動物も植物も年間を通して脂肪や水分の量が変わらないことはなく代謝しているのだ。だから病気になることはない。代謝しないのは人間とペット、家畜、養殖魚くらいだろう。長期蓄えられた脂肪は不自然で本来のものとは質も異なる。その理由についてはまだ確信が持てない。相撲取りやレスラーや投擲などのスポーツ選手には脂肪のある人が多いが激しい運動で代謝しているから特に問題はない。食べるものや量によって肝臓などの内臓を痛めることはあるだろう。
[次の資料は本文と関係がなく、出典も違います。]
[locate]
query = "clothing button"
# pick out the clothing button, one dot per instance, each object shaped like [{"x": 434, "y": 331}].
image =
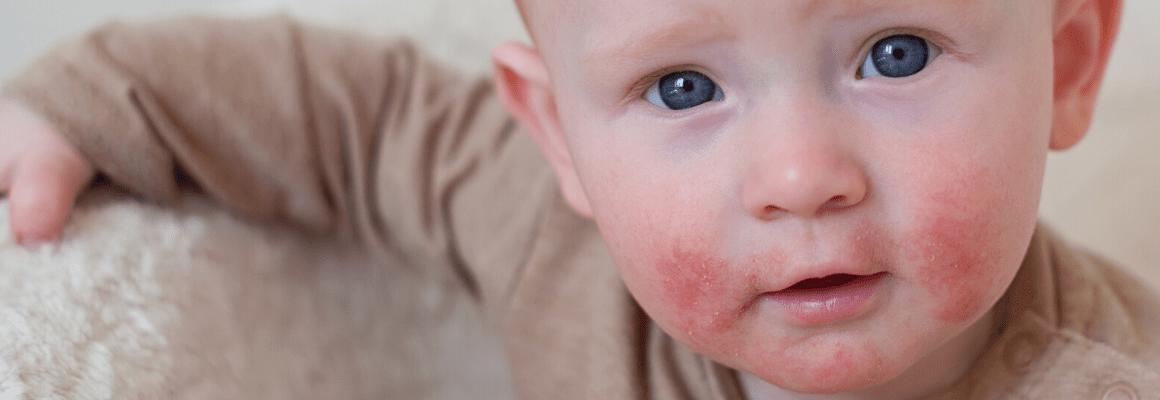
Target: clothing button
[
  {"x": 1121, "y": 391},
  {"x": 1021, "y": 351}
]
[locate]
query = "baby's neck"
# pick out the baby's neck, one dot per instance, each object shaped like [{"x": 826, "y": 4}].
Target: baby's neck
[{"x": 925, "y": 377}]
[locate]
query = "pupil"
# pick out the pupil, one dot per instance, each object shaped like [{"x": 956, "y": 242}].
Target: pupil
[
  {"x": 900, "y": 56},
  {"x": 686, "y": 89}
]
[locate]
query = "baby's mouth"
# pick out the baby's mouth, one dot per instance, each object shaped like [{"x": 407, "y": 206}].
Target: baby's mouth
[
  {"x": 829, "y": 298},
  {"x": 833, "y": 281}
]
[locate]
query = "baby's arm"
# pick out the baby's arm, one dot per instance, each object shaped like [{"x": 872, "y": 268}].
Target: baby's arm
[
  {"x": 273, "y": 118},
  {"x": 43, "y": 169}
]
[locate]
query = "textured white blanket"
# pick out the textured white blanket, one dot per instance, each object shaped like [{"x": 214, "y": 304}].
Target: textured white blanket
[{"x": 140, "y": 303}]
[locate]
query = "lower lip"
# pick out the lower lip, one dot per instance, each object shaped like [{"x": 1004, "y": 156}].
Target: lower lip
[{"x": 829, "y": 305}]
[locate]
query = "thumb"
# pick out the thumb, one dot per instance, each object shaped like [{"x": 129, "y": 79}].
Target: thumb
[{"x": 44, "y": 187}]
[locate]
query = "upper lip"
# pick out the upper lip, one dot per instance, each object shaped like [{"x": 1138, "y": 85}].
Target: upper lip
[{"x": 820, "y": 271}]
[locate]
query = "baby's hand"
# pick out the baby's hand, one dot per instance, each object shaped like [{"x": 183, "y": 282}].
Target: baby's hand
[{"x": 41, "y": 173}]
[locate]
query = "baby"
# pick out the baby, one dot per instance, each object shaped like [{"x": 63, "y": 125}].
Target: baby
[{"x": 762, "y": 200}]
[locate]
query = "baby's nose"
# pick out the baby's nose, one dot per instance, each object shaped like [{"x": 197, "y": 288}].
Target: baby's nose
[{"x": 806, "y": 179}]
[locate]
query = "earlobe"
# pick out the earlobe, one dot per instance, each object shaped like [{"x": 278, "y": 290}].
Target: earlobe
[
  {"x": 524, "y": 88},
  {"x": 1085, "y": 31}
]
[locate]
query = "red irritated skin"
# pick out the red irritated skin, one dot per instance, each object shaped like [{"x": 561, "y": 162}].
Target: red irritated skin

問題は植物の肥満だ。植物はその土壌や日照に合った成長をする事は述べたが、過酷な条件下でない限り肥満はしない。通常は幹や葉には養分を蓄えるようにはなっていないのだ。植物は根からすべてを吸収するが、養分は水に溶けてイオン化されないと吸収出来ない。だから雨の度に成長する。毎日水を与えれば毎日吸収して成長し、肥料を与えれば嫌でもそれを吸収せざるを得ない。つまり、植物は土壌にとって余計な水分や養分を地上に出す役割も果たしている。水はけを良くして保水性をも保つのが植物の仕事だ。細胞は水と養分の一時倉庫として膨らみ、土中の水と養分が遮断されれば自己消費に使われるが、土中に入れた養分がなくならなければ吸い上げ続けて肥大したままだ。潅水を続けたり水耕栽培すれば水分も正常に戻らない。伸びて膨らんだ細胞は当然の如く細胞膜も薄く、虫にとっては食べやすくなり養分分散の片棒をかつぐことになる。野菜の肥満は、病気ではなく自然界の道理だが、少なくとも細胞は正常な状態ではないのだ。だから動物は食べようとせず他の葉を選ぶ。本能がそうさせているのだろう。肥大したままの野菜は正常に育った野菜が枯れるのに対して溶けて腐ることになる。水分が多く、吸い上げた養分でバランスが悪いから自己分解がうまくいかずに腐敗する。一つの細胞が持つ消化酵素の量は変わらない。自然界のものは細胞が死ぬと細胞膜が破れて酵素が自らを溶かし、周囲についている微生物も一緒に分解を始める。猟師が獲物の死骸を山で滅多に見ることがないのはそれが理由だ。化学肥料や有機肥料で膨らませたまま収穫し、水道水で綺麗に洗ってラップした野菜が腐って溶けるのは当然のことなのだ。食べて悪いとは言わないが、そればかり食べて本来の「植物」をまったく食べないのは動物の「道理」に反する。膨らんだ野菜は重量当たりの成分ミネラルが激減するのは当たり前で、消化酵素も当然少なく、健康的と言えるものではない。野菜も肉も養殖の魚も同じだが、膨らんだままのものばかり食べていれば寿命を縮める事になりかねない。見た目の色、形、柔らかさ、食べやすさ、味の良さ、これが本当の人間の食文化と言えるのだろうか。食べものとしての本質を維持したまま味を追究すべきだろう。健康の悪化は「早く立派に」という人の欲が招き入れたものなのだ。